É interessante observar que os
entrevistadores pressionam Maluf no que diz respeito a seu ímpeto
proibicionista, algo presente em todo programa.
No entanto, tratamento similar não
foi dispensado a José Serra anos mais tarde pela imprensa em geral.
É claro que a simpatia dos grandes veículos pelo tucano entra na
conta, mas será que, culturalmente, muita coisa não mudou também,
principalmente em São Paulo? Passamos a aceitar todo tipo de
proibicionismo, alguns até com sentido, outros desprovidos de
qualquer senso de justiça ou respeito como a
rampa anti-mendigo, sem questionar? Em suma, a maioria ou muitos de nós pensa hoje como Maluf pensava em 1995 em relação ao proibicionismo?
O grande feito de Gilberto Kassab na
capital paulista foi a Lei Cidade Limpa, uma série de restrições à
publicidade de rua, atingindo também praticamente todos os
estabelecimentos comerciais em São Paulo.
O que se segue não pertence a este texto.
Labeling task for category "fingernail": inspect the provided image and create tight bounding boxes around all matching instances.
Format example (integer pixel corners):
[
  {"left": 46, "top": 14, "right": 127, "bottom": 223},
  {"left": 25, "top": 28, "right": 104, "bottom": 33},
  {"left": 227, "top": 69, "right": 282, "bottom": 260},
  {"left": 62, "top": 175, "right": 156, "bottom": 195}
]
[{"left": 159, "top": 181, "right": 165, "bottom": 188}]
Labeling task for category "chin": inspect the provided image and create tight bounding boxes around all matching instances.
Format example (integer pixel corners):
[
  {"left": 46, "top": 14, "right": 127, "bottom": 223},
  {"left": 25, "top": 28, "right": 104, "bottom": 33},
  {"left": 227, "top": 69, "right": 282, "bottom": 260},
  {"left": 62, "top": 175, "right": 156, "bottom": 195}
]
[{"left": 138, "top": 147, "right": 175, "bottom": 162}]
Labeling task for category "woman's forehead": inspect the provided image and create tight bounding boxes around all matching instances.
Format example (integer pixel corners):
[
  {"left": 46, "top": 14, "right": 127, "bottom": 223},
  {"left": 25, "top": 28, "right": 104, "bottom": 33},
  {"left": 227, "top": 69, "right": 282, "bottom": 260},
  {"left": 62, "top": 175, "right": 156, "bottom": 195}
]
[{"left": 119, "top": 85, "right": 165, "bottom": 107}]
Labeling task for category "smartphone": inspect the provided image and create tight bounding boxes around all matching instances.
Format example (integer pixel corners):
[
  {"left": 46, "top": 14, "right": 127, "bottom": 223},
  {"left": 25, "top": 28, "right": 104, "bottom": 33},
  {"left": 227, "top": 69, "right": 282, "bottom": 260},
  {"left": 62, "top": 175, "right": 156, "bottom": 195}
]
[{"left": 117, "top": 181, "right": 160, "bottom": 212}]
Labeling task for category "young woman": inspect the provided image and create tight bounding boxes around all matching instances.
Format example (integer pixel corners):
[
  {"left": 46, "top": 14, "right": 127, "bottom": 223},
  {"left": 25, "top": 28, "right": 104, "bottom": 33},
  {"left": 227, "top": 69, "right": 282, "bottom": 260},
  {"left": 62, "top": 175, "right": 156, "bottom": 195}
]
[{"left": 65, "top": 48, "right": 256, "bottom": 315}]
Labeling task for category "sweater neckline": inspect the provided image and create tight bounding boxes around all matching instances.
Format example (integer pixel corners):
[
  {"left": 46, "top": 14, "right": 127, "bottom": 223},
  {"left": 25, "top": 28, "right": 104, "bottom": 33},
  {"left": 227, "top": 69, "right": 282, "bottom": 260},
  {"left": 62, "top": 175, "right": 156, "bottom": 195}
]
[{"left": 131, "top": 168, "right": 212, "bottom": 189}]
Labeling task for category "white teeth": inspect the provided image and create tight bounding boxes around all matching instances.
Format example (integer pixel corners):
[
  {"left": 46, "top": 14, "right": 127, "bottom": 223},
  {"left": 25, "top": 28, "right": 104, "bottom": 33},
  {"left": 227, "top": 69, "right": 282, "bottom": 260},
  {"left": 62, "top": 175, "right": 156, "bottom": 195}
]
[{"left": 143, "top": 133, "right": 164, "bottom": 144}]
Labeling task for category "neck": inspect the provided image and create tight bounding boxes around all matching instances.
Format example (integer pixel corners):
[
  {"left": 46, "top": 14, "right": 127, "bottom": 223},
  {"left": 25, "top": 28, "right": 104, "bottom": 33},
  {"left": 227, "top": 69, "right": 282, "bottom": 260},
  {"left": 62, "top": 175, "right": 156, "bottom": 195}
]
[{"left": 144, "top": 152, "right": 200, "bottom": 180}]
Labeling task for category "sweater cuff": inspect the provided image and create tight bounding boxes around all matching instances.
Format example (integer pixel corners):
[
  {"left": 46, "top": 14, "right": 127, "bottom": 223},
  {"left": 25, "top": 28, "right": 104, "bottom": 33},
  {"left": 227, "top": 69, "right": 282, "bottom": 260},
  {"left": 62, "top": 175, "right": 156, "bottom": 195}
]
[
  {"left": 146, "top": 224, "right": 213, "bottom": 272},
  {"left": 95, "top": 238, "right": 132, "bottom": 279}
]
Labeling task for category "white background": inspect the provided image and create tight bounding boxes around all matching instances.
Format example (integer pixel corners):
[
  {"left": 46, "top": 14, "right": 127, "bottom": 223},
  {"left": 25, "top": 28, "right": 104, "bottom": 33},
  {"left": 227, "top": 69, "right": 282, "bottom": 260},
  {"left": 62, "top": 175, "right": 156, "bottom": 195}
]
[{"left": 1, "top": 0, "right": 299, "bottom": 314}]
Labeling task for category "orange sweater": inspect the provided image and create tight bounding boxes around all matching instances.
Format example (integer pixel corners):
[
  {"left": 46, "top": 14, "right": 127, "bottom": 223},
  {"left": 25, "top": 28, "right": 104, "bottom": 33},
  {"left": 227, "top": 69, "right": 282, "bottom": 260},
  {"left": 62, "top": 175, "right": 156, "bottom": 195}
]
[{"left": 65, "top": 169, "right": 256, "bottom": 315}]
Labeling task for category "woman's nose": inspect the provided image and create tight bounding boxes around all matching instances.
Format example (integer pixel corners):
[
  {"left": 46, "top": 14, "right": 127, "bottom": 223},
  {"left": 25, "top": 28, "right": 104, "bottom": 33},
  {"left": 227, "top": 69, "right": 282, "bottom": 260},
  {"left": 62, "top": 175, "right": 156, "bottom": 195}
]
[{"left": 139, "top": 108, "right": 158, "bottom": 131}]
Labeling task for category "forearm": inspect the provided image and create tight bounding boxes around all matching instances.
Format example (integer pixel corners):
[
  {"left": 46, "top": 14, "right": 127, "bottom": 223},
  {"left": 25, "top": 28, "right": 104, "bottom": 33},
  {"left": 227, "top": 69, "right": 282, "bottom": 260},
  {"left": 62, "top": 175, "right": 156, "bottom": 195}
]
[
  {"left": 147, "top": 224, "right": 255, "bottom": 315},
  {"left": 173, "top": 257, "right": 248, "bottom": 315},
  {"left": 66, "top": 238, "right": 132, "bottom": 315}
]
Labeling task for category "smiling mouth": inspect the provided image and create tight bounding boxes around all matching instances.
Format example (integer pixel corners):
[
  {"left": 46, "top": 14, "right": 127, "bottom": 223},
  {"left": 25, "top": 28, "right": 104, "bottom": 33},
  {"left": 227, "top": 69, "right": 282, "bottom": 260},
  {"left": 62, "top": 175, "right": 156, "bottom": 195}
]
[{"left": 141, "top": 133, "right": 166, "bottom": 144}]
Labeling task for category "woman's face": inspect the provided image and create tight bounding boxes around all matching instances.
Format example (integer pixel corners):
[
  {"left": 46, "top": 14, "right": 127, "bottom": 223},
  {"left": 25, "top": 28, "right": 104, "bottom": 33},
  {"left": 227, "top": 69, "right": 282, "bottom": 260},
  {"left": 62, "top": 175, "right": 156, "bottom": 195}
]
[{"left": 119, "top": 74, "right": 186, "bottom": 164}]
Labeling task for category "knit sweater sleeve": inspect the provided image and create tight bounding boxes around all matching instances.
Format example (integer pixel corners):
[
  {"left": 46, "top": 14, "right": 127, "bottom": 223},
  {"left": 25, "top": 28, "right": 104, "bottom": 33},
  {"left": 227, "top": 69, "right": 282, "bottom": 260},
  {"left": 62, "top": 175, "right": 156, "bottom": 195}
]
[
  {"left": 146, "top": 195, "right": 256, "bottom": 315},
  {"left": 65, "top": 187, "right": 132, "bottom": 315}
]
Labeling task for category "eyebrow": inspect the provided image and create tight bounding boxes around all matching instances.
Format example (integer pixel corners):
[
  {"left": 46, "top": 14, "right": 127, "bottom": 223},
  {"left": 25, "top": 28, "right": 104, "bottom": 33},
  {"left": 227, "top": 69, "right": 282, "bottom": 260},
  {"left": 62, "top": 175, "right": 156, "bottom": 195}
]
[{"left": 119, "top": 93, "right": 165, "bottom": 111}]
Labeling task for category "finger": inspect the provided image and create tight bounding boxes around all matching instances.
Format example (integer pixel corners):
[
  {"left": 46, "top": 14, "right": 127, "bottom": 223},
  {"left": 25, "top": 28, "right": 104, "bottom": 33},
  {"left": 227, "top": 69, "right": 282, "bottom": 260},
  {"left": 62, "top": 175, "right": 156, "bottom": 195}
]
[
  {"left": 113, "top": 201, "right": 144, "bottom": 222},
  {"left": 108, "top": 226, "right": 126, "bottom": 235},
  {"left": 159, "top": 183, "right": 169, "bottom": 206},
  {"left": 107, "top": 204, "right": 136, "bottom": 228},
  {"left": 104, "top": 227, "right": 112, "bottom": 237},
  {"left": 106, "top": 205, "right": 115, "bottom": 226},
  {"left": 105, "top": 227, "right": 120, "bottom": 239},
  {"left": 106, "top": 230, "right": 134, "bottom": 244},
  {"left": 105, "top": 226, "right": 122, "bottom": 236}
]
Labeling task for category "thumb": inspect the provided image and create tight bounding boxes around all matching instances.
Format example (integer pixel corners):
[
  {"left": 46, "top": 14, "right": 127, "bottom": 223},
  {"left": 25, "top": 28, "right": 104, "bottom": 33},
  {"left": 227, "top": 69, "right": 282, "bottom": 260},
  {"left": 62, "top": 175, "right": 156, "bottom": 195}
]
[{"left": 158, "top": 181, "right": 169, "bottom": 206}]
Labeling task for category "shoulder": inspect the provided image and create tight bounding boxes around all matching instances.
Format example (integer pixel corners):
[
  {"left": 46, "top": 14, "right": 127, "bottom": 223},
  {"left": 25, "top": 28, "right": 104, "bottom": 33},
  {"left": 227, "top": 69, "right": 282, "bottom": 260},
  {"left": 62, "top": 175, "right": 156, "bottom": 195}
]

Também empreendeu sua
sanha de proibições contra camelôs, artistas de rua, venda de
cachorros quentes, distribuição de sopão, bares (esta ele deve a
José Serra, que aumentou a repressão aos botecos), incluindo uma
tal
Lei
Seca na Virada Cultural etc etc etc. Seguiu a linha do seu antecessor, representando também o antigo Jânio e, sobretudo, Maluf, que redescobriu o poder eleitoral do ato de "cercar" os cidadãos e impor. Está tudo lá, na entrevista do Roda
Viva (vale
ler)
de 1995.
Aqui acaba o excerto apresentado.